Unfortunately, Theo’s and Ivy’s life was pretty good before all this happened, and the general witty repartee the pair enjoyed now seems designed to break them. However, they are trying to keep things together. One of the chief sources of humor here is that everyone around Theo and Ivy seem to think the pair would be happier separated, but both Theo and Ivy resist that idea for as long as they can. In the meantime, their cutting remarks hit harder than they perhaps intend them too as the pair are dealing with marital discord for their first time in their relationship, and this isn’t the sort of thing that will go away all that easily. Can these two get out of this mess with their dignity intact? Or heck, with their lives?

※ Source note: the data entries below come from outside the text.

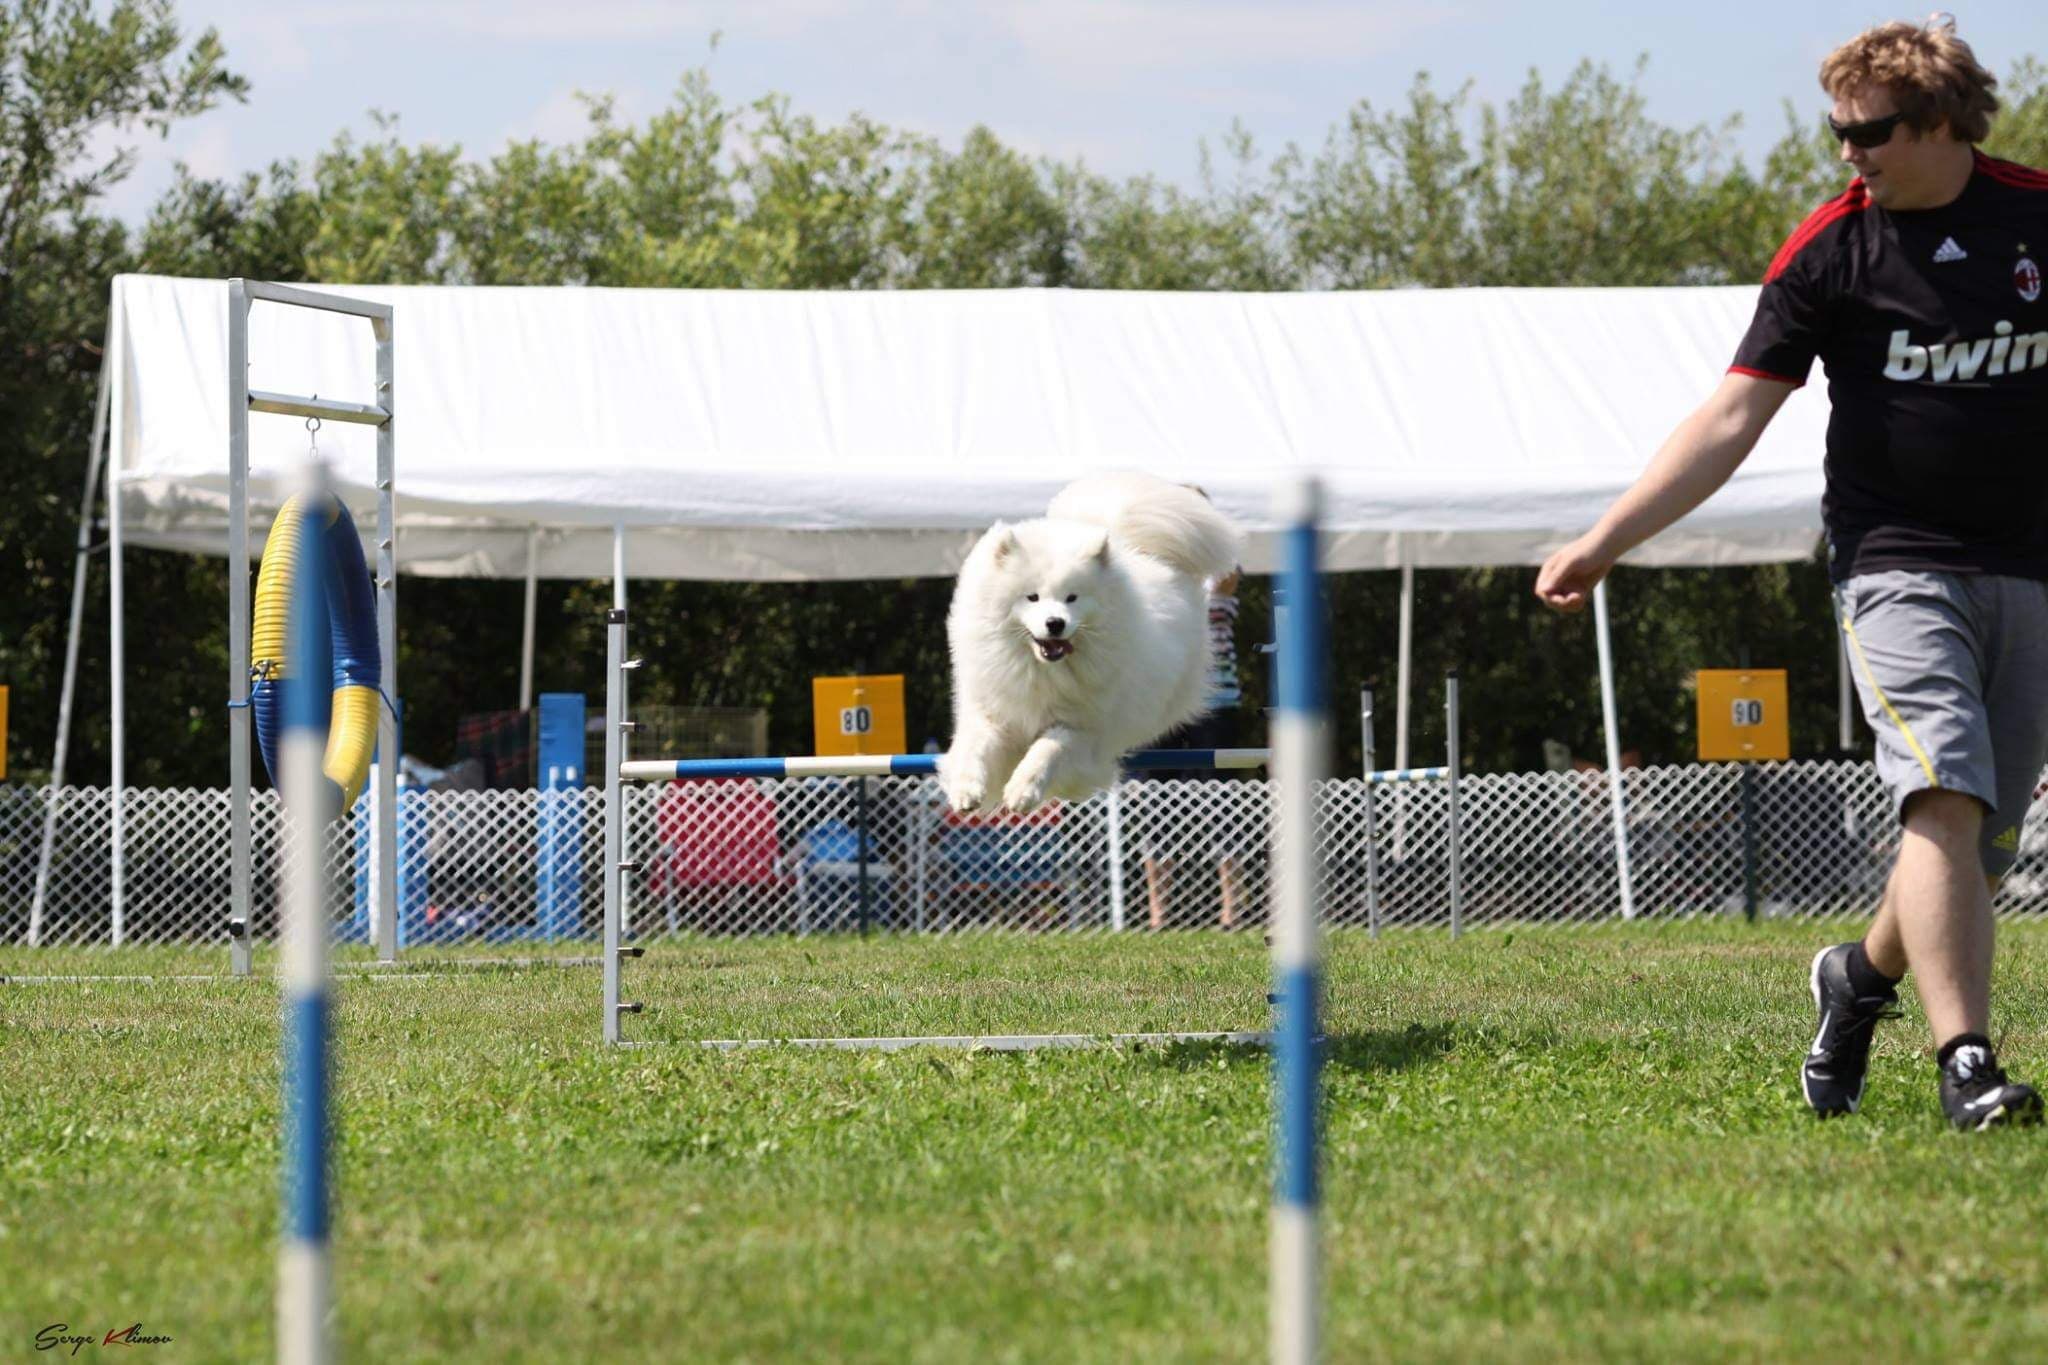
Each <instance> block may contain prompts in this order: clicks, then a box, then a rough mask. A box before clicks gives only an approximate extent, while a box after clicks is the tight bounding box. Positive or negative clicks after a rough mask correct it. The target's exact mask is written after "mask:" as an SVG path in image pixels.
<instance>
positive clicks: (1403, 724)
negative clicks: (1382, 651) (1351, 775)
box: [1395, 544, 1415, 767]
mask: <svg viewBox="0 0 2048 1365" xmlns="http://www.w3.org/2000/svg"><path fill="white" fill-rule="evenodd" d="M1401 559H1403V561H1407V544H1403V546H1401ZM1413 667H1415V565H1411V563H1403V565H1401V653H1399V665H1397V673H1399V675H1397V677H1395V692H1397V698H1395V767H1407V718H1409V679H1411V677H1413Z"/></svg>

I may not have been too impressed by the fact that director Jay Roach was repeatedly referred to as the director of Meet the Parents, but writer Tony McNamara is another story. Besides writing The Favorite, he was also the creative force behind the hilarious Hulu series The Great. The Roses has all the best attributes of that show, one where witty dialogue is just as likely as emotionally-complex characters. That is very much the case here. While the movie hints that there are no completely happily-married couples in the cast, it is the biting commentary between Cumberbatch and Colman that are the real highlights here. The movie does a good job of painting neither of the two as the villain. The marital problems are the fault of both parties, but the problem seems to be more a marital mismatch than anything else, and both are often shocked by the awful things other people say about either or both of them. Cumberbatch’s Theo even at one point chants, “Don’t be a dick” before Ivy comes home, showing he isn’t interested in hurting her, and the feeling is largely mutual. The two leads deliver their nastiest lines with a real gusto, making what they say very funny, but both are also sympathetic characters. This isn’t the sort of movie where the audience is expected to take sides.
That isn’t to say the movie isn’t without its flaws. Cumberbatch and Colman are both so good in their respective comedic roles that they make most of the rest of the cast, many of them familiar comedic actors in their own right. The only one who really holds her won is Allison Janney, who appears in all of one scene as Ivy’s formidable divorce attorney. Likewise, the movie’s last few minutes seem less like an ending and more like a shrug, like the movie didn’t quite know where to go. Theo and Ivy do stay in character as the movie winds down, but I kept waiting for something, and the way that something happened just didn’t work for me. That said, though I have never seen the Michael Douglas/Kathleen Turner original, I did end up enjoying this movie far, far more than I thought I would.